3.2 De wervelkolom Flashcards
Wat kan excentrisch geplaatste belasting veroorzaken?
Veroorzaakt een buigmoment en dus vervorming van de wervelzuil (structureel en functioneel):
- lordosis: extensie rotatie
- kyphosis: flexie rotatie (gibbus)
- scoliose: lateraalflexie rotatie
Bespreek de vertebrae cervicales.
Klein corpus, driehoekig foramen, gevorkte proc. spinosus, foramen transversarium
- zygapophyses lopen schuin achterwaarts (lateraalflexie gekoppeld met rotatie)
Wat gebeurt er bij een whiplash?
Hyperflexie of overextensie cervicale wervels, waardoor de cervicale lordose verloren gaat.
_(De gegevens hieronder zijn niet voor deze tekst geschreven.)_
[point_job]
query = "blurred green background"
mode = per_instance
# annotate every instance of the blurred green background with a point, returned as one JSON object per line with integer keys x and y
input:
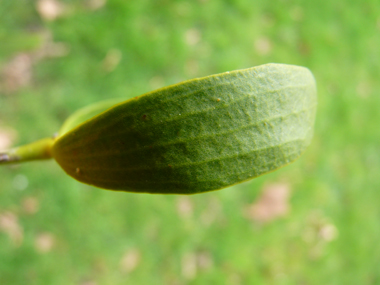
{"x": 316, "y": 221}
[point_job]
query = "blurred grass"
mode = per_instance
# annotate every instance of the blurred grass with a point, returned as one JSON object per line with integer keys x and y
{"x": 158, "y": 43}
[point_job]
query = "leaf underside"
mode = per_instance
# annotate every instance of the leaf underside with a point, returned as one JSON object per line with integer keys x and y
{"x": 200, "y": 135}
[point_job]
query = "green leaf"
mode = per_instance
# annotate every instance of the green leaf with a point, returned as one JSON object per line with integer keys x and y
{"x": 200, "y": 135}
{"x": 86, "y": 113}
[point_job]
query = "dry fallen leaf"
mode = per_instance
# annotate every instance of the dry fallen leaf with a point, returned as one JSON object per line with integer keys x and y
{"x": 10, "y": 225}
{"x": 44, "y": 242}
{"x": 130, "y": 260}
{"x": 50, "y": 9}
{"x": 30, "y": 205}
{"x": 272, "y": 203}
{"x": 17, "y": 73}
{"x": 95, "y": 4}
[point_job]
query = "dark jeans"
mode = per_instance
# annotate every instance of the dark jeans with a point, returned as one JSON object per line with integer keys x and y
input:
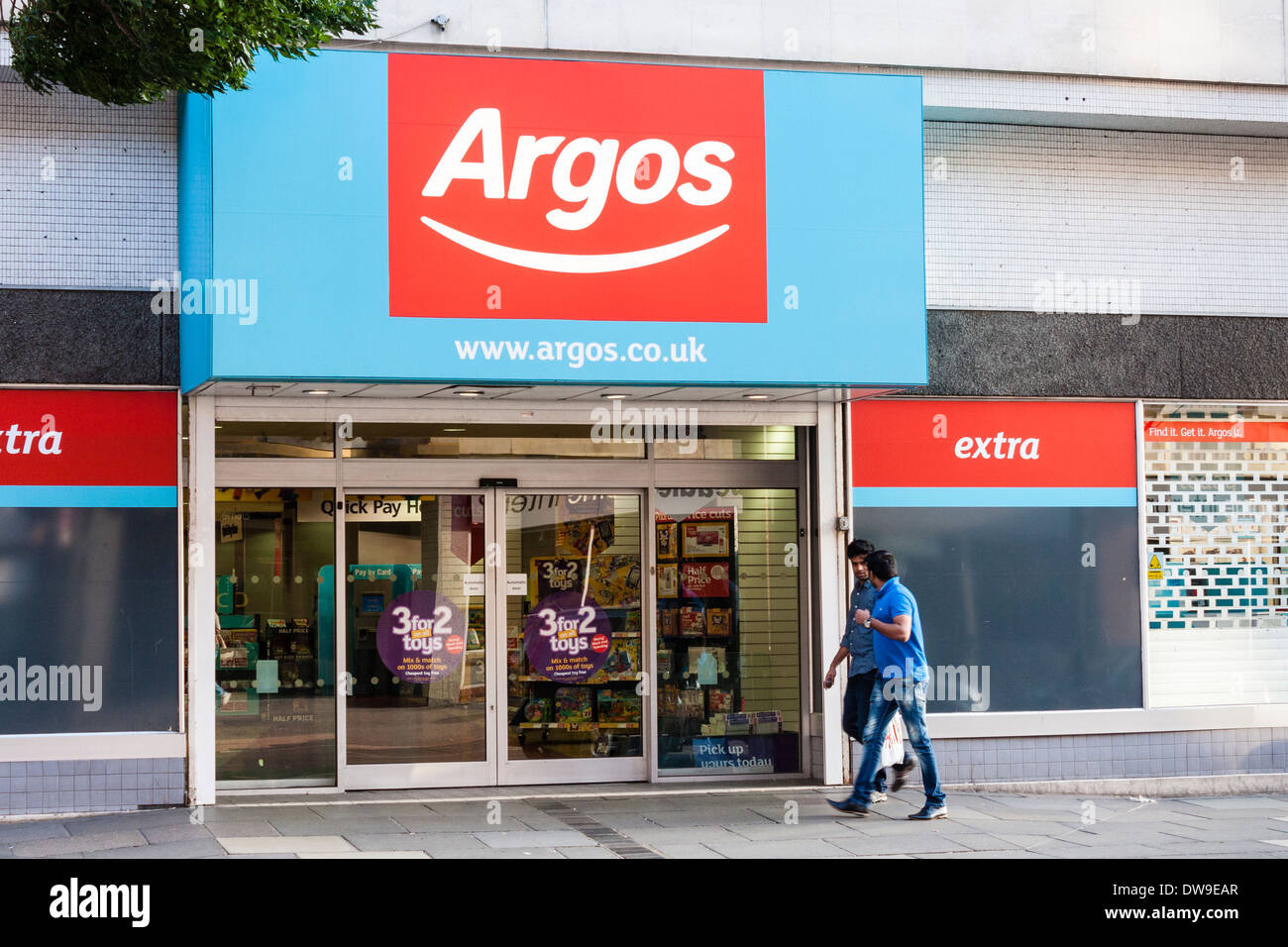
{"x": 854, "y": 714}
{"x": 907, "y": 697}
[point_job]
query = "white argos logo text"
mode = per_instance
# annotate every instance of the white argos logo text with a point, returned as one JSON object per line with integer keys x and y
{"x": 702, "y": 161}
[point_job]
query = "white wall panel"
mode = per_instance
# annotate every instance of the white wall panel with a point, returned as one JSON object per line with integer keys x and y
{"x": 1188, "y": 224}
{"x": 86, "y": 192}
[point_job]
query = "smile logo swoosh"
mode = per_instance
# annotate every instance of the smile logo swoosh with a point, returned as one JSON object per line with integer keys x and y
{"x": 576, "y": 263}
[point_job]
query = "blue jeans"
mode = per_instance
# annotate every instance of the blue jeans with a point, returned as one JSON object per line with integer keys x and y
{"x": 909, "y": 697}
{"x": 858, "y": 697}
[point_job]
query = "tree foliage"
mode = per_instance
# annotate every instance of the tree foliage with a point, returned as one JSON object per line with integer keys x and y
{"x": 129, "y": 52}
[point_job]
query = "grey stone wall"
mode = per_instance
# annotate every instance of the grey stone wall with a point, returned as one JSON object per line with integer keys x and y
{"x": 1109, "y": 755}
{"x": 1024, "y": 355}
{"x": 85, "y": 338}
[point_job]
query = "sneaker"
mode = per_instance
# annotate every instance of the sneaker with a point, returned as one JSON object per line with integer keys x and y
{"x": 901, "y": 775}
{"x": 849, "y": 805}
{"x": 928, "y": 812}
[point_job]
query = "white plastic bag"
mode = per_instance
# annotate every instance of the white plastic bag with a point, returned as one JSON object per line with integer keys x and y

Er ontstaan letsels aan spier, pees en/of ligamenten (soms gepaard met dislocatie) met als gevolg een chronische instabiliteit.
Bespreek de vertebrae thoracicae.
Hartvormig corpus, rond foramen, foveae costales, lange proc. spinosus
- zygapophyses lopen bijna verticaal (rotatie beperkt door borstkas)
Bespreek de vertebrae lumbales.
Groot corpus, klein driehoekig foramen, lange proc. transversus (accessorii, mammillaris, costiformis)
- zygapophyses zijn parasagittaal en concavo-convex (beperkte flexie, extensie)
Wat zijn variaties in de opbouw van de wervelkolom?
Halsribben
Lendenribben
Sacralisatie (lumbale wervel wordt sacraal)
Lumbalisatie (sacrale wervel wordt lumbaal)
Wat zijn tussenwervelschijven?
= beschermende schokdempers tussen vertebrae (27 disci, want niet tussen C1-2 en coccygis)
- nucleus pulposus: gelatineus (hydraulische buffer)
- annulus fibrosus: concentrische lagen met verschillende vezeloriëntatie
Wat gebeurt bij een hernia?
= barst of ruptuur van annulus fibrosus waardoor de nucleus pulposus uitlekt en drukt op de spinale zenuw of ruggenmerg. Dit leidt tot pijn in een typisch radiculair patroon. (posterolateraal onder en lateraal boven)
Wat gebeurt bij een wervelkanaalstenosis?
= vernauwing van het wervelkanaal door een hernia of hypertrofie lig. flavum waardoor ruggenmerg en zenuwen gekneld worden.
Bespreek de juncturae zygapophyseales.
= synoviale gewrichtjes tussen aanliggende vertebrae (articulatie proc. articularis superior met inferior)
- beperken beweging wervelzuil
- omgeven door kapsel (lig. flavum) met intra-articulaire disci
Bespreek de ligamenten die de wervelzuil stabiliseren.
Ligg. longitudinale anterius (steviger) en posterius onder pre-tensie
Lig. flavum: gele elastische vezels (15% pre-tensie)
Ligg. interspinalia (dun, schuin) en supraspinale (stevig, vezelig)
Ligg. intertransversaria (momentarm tov. fulcrum)
Wat zijn de functies van de ligamenten?
- transfer van trekkrachten tussen wervels
- aanhouden statische posities
- versterken annulus fibrosus
- beschermen wervelkolom binnen fysiologisch bewegingsbereik en in traumatische range
Bespreek de bevloeiing en de drainage van de wervelkolom.
Bevloeiing:
- aa. spinales anterior en posteriores: ruggenmerg
- a. vertebralis en a. cervicalis profunda: nekspieren
- rr. dorsales (aa. intercostales post.), a. subcostalis en aa. lumbales: rugspieren
Draiinage (kleppenloos, anastomose)
- vv. spinales anterior en posteriores
- vv. radicularia
- plexus venosus vertebralis internus en externus
Wat zijn de onderdelen van de costovertebrale gewrichten?
Gewrichtskapsel en ligg. costovertebralia
De borstkas zorgt voor een toename van axiale stabiliteit en stijfheid van de wervelkolom.